“Lara knew exactly what she wanted. The question was how she was going to get it.”
The Stars Shine Down, by Sidney Sheldon
William Morrow, 1992
400 pages (hardcover)
Lara Cameron is young and beautiful. Rising from a past she seeks to repress, she achieves her wildest ambition, creating a much-envied business empire. Then, overnight, all that has gone before, her fortune, her achievements, and her marriage – everything – is at risk.
Paul Martin, a brilliant but mysterious lawyer who is captivated by Lara, finally is faced with her desire for independence and his own compulsion not to let her go.
Howard Keller, Lara’s longtime friend and mentor, is torn between loyalty to her and maintaining a terrifying secret, one that must never be revealed – especially to Lara.

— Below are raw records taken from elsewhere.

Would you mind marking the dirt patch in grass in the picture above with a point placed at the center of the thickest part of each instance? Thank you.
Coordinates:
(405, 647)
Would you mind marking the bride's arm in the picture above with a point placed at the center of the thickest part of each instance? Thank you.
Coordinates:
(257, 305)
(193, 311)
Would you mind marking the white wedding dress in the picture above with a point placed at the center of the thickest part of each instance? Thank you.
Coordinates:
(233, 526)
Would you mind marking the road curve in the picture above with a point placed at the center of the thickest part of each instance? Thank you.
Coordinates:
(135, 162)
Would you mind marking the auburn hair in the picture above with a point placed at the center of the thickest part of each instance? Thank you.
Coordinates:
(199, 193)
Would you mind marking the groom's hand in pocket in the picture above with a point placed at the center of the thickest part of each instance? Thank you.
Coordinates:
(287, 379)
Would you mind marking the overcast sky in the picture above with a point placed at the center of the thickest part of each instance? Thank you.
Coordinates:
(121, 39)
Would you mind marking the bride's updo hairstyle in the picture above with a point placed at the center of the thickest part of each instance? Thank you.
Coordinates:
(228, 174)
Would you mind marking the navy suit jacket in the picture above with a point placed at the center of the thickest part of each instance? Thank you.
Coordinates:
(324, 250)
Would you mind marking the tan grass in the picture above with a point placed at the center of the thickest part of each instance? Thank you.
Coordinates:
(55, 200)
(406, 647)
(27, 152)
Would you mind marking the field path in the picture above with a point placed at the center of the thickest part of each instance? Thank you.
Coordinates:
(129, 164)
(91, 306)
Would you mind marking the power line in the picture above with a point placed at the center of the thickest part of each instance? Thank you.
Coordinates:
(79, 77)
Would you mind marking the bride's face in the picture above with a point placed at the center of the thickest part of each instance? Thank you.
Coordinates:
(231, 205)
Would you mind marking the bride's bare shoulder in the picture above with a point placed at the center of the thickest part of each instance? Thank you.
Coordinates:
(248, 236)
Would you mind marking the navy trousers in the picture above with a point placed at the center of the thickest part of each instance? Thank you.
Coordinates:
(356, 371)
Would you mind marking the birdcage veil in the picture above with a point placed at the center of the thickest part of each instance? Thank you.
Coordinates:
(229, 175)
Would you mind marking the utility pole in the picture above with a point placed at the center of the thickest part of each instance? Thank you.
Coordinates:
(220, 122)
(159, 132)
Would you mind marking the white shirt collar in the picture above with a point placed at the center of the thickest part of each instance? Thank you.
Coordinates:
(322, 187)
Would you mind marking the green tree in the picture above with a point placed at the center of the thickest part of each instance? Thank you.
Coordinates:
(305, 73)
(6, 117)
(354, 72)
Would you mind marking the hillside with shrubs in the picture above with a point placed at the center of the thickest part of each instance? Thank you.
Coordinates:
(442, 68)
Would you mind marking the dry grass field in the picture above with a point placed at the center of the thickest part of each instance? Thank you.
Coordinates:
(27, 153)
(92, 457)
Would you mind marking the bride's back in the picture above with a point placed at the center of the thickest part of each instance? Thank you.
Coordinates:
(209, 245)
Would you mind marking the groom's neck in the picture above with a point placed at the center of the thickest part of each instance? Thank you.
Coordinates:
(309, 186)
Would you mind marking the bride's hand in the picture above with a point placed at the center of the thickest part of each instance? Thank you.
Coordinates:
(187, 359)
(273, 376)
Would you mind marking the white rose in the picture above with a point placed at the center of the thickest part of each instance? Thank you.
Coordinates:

It is Philip Adler who offers Lara an exciting new world, but at a devastating price that threatens to destroy them both.
As a thriller, The Stars Shine Down was pretty terrible. I don’t even know why it’s classified as such, since nothing suspenseful or thrilling happens until about three-quarters of the way through the book.
It’s so compulsively readable. Sidney Sheldon takes a plot that should have had me bored to tears and somehow turns it into something I just can’t put down. There’s nothing particularly remarkable about the writing, and yet it must be ingenious, because it certainly wasn’t the plot keeping me going.
The book starts in a strange way. The opening leads into a flashback, which then leads into another flashback. I was starting to find it ridiculous and thinking I’d probably DNF, because this wasn’t at all the book I’d been expecting… but I was a hundred pages in before I finally put it down. And by then, somehow, I was hooked.
And it only got better from there. Once Lara is grown, she becomes an interesting heroine, a fascinating contradiction. At that point, I was definitely reading more for her than anything else. But that still doesn’t explain how I got through the introduction, all through her childhood, without giving up.
Even now, I can’t quite understand what this book did to me. All I know is that I definitely need to read more of Sidney Sheldon.
Does The Stars Shine Down sound like something you’d pick up? What was the last book you read that caught you completely off-guard?